Mesmo depois de recuperado, Neymar terá dificuldades para recuperar o arranque e a mudança de direção

 

Fonte: Bandeira



O estiramento grau dois na panturrilha direita de Neymar não será uma lesão de fácil recuperação. E quem atesta não são os médicos, os preparadores-físicos ou o técnico da seleção brasileira, Carlo Ancelotti. Mas profissionais da biomecânica, uma ciência utilizada por atletas olímpicos que buscam aperfeiçoar os movimentos, já bastante explorada por clubes possuidoras de estruturas de saúde e performance mais avançadas. O drama de Neymar não é apenas recuperar a lesão, mas não ter recidivas.

Aos 34 anos, o camisa 10 do Santos, sofre de baixa performance biomecânica em função do robusto histórico de lesões. Só neste ciclo de preparação para a Copa do Mundo, de junho de 2023 a maio de 2026, foram 14 intercorrências, com 838 dias de afastamento entre tratamento e recondicionamento físico. Para especialistas, a análise dos movimentos do craque mostra que ele hoje tem um padrão biomecânico errado, responsável pela baixa performance e pelo constante desgaste das articulações.

O professor Jony Dias, por exemplo, fez uma análise biomecânica de Neymar e mostrou em vídeo publicado nas redes sociais a complexidade do caso. O profissional é graduado em educação física pela USP, com certificação em biomecânica nos EUA, e já auxiliou jogadores renomados como o próprio Estevão, hoje no Chelsea. O atacante foi cortado recentemente da seleção após sofrer um estiramento de grau quatro na coxa direita, já com ruptura das fibras do músculo posterior.

No vídeo, Jony mostra que Neymar tem problemas mecânicos que sobrecarregam as articulações e por isso tem seguidas lesões. O estiramento de grau dois corresponde à lesão em 40% das fibras de um dos músculos da panturrilha, e justamente o que é utilizado no arranque e na mudança de direção. “Principal alavanca do movimento”, ele pontua, deixando claro que as fases de recuperação precisarão ser respeitadas, e a carga de treinos no pós-lesão terá de ser gradual, com intensidade moderada.

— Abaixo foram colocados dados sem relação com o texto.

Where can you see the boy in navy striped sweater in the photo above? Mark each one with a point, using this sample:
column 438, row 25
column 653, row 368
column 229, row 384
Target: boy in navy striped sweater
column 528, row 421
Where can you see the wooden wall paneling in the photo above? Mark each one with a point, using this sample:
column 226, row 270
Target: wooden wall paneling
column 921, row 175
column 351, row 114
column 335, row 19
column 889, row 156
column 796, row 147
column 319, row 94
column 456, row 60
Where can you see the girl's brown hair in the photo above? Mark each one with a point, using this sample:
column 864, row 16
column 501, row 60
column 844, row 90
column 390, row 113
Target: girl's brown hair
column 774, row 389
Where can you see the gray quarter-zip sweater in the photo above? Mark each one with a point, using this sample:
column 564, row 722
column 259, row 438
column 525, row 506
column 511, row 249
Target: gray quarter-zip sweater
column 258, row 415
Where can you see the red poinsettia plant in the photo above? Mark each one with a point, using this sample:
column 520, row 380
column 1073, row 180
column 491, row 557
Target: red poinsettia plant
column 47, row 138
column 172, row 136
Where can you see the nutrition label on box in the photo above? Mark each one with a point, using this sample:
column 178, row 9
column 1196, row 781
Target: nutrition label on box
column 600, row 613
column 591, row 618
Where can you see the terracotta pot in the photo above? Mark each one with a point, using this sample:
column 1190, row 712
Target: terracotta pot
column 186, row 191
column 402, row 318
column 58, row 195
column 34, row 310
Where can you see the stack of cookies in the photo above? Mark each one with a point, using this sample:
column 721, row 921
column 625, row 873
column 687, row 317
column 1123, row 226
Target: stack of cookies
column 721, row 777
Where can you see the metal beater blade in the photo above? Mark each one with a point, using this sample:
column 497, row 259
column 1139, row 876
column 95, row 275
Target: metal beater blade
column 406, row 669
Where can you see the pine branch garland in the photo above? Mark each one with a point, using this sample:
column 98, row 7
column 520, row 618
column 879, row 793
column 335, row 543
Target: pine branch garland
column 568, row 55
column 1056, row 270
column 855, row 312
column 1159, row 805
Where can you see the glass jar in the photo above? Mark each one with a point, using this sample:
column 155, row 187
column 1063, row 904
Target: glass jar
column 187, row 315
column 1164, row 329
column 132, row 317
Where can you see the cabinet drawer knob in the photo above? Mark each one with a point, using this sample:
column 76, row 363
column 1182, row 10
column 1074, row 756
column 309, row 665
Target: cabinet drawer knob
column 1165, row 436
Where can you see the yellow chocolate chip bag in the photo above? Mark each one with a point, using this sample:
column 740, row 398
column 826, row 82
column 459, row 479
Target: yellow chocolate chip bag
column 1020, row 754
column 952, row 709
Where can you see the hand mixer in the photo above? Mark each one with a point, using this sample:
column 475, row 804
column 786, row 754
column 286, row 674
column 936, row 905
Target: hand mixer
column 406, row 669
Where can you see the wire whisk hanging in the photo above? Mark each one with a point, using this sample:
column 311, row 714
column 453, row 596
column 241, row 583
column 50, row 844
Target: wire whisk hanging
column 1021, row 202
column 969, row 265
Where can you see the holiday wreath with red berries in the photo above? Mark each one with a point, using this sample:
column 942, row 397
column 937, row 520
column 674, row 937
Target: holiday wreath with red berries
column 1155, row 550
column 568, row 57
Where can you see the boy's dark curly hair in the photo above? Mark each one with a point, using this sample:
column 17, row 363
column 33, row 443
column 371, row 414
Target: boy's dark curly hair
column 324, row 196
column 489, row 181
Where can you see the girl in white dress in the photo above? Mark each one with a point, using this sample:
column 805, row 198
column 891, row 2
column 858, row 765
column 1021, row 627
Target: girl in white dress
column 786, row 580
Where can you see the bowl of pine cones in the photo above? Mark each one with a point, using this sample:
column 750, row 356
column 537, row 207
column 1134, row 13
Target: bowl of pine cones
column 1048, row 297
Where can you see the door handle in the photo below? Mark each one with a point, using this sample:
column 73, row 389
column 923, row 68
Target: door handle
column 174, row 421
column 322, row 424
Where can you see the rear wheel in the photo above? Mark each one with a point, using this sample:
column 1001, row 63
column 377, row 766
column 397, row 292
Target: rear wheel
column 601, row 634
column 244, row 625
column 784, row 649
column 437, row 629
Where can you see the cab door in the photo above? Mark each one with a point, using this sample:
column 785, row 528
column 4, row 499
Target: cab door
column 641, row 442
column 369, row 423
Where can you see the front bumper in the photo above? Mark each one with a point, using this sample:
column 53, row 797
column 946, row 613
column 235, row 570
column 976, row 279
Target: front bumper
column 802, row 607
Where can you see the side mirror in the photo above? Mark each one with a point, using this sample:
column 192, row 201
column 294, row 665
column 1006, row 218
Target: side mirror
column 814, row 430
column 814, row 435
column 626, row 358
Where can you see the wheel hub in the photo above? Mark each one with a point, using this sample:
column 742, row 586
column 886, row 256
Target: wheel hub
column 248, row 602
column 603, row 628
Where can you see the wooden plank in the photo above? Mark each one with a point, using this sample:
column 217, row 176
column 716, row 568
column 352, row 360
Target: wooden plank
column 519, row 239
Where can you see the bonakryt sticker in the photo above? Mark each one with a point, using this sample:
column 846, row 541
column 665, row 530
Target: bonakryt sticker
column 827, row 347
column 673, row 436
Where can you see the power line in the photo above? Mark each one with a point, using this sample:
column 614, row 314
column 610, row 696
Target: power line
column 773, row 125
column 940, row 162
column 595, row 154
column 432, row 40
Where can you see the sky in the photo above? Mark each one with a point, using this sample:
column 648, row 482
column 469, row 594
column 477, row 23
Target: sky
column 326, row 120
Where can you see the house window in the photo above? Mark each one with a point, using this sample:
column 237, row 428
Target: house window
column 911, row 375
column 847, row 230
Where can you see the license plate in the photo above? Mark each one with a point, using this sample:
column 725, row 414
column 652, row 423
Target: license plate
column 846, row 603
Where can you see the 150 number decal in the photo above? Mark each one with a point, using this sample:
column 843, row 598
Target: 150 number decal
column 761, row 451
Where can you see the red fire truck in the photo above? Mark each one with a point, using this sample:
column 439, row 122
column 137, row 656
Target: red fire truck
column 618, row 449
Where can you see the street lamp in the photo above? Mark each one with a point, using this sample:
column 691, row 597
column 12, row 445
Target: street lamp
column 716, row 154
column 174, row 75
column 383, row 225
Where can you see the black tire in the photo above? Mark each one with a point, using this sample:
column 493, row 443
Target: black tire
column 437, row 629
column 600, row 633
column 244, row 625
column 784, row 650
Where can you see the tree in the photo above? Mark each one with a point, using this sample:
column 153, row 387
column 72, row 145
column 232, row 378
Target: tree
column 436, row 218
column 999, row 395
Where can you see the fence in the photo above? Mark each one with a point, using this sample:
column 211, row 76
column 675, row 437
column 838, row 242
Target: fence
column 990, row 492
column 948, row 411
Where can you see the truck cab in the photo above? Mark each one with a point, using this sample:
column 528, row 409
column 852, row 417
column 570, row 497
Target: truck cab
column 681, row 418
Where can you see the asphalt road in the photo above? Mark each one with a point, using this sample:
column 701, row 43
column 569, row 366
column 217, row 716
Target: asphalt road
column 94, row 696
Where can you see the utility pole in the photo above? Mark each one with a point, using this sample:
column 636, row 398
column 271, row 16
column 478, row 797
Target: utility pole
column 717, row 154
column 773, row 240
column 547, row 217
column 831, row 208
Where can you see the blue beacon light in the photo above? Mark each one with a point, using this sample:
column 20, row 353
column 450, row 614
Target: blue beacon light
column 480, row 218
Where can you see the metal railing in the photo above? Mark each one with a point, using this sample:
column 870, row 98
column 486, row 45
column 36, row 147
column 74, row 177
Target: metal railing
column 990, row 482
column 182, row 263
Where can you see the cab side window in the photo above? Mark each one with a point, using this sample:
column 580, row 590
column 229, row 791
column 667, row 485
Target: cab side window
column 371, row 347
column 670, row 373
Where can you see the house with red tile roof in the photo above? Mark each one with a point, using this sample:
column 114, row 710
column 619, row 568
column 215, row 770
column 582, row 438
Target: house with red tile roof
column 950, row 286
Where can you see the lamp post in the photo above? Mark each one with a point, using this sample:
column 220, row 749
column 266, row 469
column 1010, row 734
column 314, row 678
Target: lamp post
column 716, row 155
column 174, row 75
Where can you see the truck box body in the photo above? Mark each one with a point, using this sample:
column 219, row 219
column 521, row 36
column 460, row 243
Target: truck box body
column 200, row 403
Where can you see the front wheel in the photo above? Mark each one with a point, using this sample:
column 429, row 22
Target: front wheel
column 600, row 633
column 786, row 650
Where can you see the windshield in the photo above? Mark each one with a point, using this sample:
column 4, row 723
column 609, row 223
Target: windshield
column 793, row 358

A narrativa remete às falas de Jorge Jesus ao dispensar Neymar do Al Hilal em 2024, alegando que ele não atingiria o estágio do time. Na avaliação dos médicos da CBF, ele ainda precisará de duas semanas para se recuperar clinicamente, o que exigirá avaliação criteriosa da inscrição de um jogador que, pelo que mostra a ciência, terá dificuldades para entregar intensidade. Vejamos.